Il Giovedì santo, durante la messa della “Cena del Signore”, il Sacerdote è chiamato a ripetere quel sublime gesto di amore che si fa servizio “fino alla fine”, con la lavanda dei piedi.
Quest’anno ho celebrato tale rito nel carcere centrale di Maputo e i discepoli erano, chiaramente, dodici detenuti.
Seduti davanti a me, alcuni sono vestiti abbastanza bene, altri coperti di stracci. 
Uno ha i pantaloni completamente strappati; i vari buchi lasciano trasparire, quasi interamente, le gambe e anche la maglietta che indossa è bucherellata e lisa.
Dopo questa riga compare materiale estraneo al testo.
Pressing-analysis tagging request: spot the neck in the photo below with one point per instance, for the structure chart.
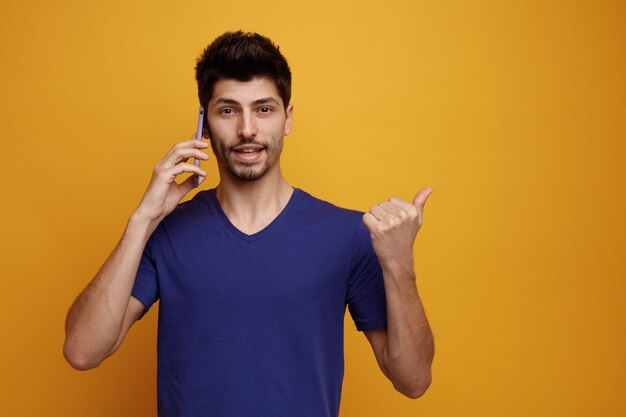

I piedi… non sono stati lavati in precedenza per evitare, come a volte fa chi è scelto per ricevere questo gesto, che si presentino poco “adatti” all’occasione.
Guardando i “miei” dodici apostoli sono contento del fatto che siano “genuini”: hanno lasciato il loro lavoro e le loro occupazioni quotidiane e sono venuti per… farsi lavare i piedi durante la Cena del Signore, quasi alla sprovvista, come fece Gesù quella sera con i “suoi”.

Piedi impolverati e carichi di vita: non vedo l’ora di arrivare al momento della lavanda e mi preparo a “sentire” profumi non proprio gradevoli, vista la condizione in cui versano i “dodici”…
Non so dire cosa sia successo, ma lavando quei piedi, asciugandoli e poi baciandoli mi è sembrato addirittura di sentirli profumati. Illusione… olfattiva!!!???

Non so cosa sia stato, ma incrociando poi lo sguardo umile dei “discepoli”, nei loro occhi vedo una nuova luce. Che non sia quella dell’Amore di Dio che conquista il cuore di pietra per trasformarlo in cuore di carne? Chiaramente cominciando dal mio!